Изабелла заметно оживилась:
— В кого?!
Новобрачный отвёл глаза и промолчал.
— Это секрет, мессир? — с горечью произнесла супруга. — Вы, наверное, дали слово рыцаря никому не рассказывать? Хорошо, я не стану спрашивать...
Наследник Трансиордании оказался в сложном положении. Впервые в жизни он оказался рядом с человеком, воспринимавшим его всерьёз, более того, готовым едва ли не в рот ему заглядывать! Наконец-то он почувствовал себя взрослым, даже несколько пожившим человеком, и ему ни за что не хотелось разочаровать эту милую, эту очаровательную девчонку, с которой ему теперь предстояло прожить всю долгую, кажущуюся почти бесконечной жизнь. Однако не сохранить тайну, доверенную ему Жосленом — тот как-то в сильном подпитии, что случалось с ним редко, проболтался о даме своего сердца, — Онфруа также не имел права. Наконец он всё же не выдержал и сказал:
— Поклянитесь, мадам! Поклянитесь, что никому не откроете того, что я вам скажу!

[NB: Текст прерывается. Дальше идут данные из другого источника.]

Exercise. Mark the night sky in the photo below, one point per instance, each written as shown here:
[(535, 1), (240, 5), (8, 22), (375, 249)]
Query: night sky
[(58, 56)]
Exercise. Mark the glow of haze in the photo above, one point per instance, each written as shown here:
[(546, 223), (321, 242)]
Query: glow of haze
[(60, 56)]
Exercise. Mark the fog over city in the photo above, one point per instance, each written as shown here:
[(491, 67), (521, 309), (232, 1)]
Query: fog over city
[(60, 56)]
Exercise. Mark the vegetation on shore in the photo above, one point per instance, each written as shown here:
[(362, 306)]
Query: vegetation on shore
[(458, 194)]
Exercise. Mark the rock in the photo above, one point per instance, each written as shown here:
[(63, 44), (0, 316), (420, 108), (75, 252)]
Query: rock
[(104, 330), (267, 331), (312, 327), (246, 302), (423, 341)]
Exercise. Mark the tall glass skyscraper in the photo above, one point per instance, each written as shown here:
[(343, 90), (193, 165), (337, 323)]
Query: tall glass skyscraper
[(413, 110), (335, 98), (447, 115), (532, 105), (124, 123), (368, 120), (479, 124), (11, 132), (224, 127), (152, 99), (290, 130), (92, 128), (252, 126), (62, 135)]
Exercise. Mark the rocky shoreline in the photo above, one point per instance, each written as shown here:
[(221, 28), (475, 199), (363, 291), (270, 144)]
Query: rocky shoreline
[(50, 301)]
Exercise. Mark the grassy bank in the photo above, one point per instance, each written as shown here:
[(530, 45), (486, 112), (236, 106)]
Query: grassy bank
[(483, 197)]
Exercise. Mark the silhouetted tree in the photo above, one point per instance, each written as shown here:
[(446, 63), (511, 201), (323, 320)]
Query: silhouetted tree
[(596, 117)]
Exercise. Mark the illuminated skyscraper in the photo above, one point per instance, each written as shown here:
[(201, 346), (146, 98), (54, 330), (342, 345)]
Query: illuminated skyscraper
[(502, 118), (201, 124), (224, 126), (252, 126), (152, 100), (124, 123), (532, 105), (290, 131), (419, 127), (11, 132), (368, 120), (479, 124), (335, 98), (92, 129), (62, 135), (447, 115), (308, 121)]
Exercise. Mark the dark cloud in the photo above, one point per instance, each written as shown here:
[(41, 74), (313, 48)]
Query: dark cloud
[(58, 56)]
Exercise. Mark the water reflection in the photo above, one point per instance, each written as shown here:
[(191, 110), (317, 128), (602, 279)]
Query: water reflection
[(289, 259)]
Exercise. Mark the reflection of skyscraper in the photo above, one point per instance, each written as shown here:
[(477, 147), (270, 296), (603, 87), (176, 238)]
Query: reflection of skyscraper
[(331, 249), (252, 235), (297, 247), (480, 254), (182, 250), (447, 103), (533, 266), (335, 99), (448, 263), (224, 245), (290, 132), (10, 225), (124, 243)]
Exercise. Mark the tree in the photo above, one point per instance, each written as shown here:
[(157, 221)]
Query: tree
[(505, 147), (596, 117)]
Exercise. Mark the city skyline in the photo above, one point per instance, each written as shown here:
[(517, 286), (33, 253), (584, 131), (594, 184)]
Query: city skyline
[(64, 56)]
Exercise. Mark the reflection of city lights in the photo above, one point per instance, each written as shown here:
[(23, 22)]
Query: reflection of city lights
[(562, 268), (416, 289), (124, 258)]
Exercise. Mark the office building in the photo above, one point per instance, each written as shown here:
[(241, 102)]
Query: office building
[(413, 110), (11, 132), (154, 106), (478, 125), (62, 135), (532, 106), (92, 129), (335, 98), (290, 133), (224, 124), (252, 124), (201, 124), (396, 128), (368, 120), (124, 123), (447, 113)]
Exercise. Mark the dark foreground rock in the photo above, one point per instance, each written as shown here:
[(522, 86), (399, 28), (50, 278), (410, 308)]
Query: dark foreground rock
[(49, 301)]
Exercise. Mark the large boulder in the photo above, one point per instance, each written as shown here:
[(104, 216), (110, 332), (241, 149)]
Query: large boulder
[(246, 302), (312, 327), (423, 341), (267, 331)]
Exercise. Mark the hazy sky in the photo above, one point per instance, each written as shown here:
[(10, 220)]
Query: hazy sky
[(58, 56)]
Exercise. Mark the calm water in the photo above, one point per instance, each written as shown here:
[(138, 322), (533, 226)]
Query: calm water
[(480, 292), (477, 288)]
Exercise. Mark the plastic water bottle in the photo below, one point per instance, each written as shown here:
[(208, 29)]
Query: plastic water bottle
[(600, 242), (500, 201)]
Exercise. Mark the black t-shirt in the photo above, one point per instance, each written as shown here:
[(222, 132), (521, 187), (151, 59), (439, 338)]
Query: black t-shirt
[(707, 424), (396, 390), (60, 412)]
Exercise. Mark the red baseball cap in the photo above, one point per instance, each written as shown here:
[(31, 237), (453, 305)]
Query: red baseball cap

— Клянусь! — не задумываясь воскликнула Изабелла.
— Он влюблён в даму Агнессу.
— В какую Агнессу? — не скрывая разочарования, поинтересовалась новобрачная. — Придворную вашей матушки?
— Нет! В графиню Агнессу!
— В мать моего брата?! — совершенно иным тоном переспросила Изабелла. — Это правда?! О, какой ужас!
— Что же тут ужасного? — удивился Онфруа.
— Она такая плохая!
— Что же в ней плохого?
— Как что? — Изабелла уставилась на мужа. — Ведь Графиня плетёт интриги при дворе. Она против моей матушки и графа Раймунда, друга моего батюшки. Не короля, а теперешнего батюшки... — уточнила она и, поражённая неожиданно сделанным открытием, умолкла, но тут же продолжала, с испугом глядя на мужа: — Да и ваша матушка, мессир, и батюшка ваш против моей матушки. А ведь я теперь должна любить их, как родных. Что же делать?
О, если бы юный наследник Горной Аравии знал, что делать! Он был бы, наверное, самым великим человеком в Утремере. Однако Онфруа и понятия не имел, что ответить жене-ребёнку.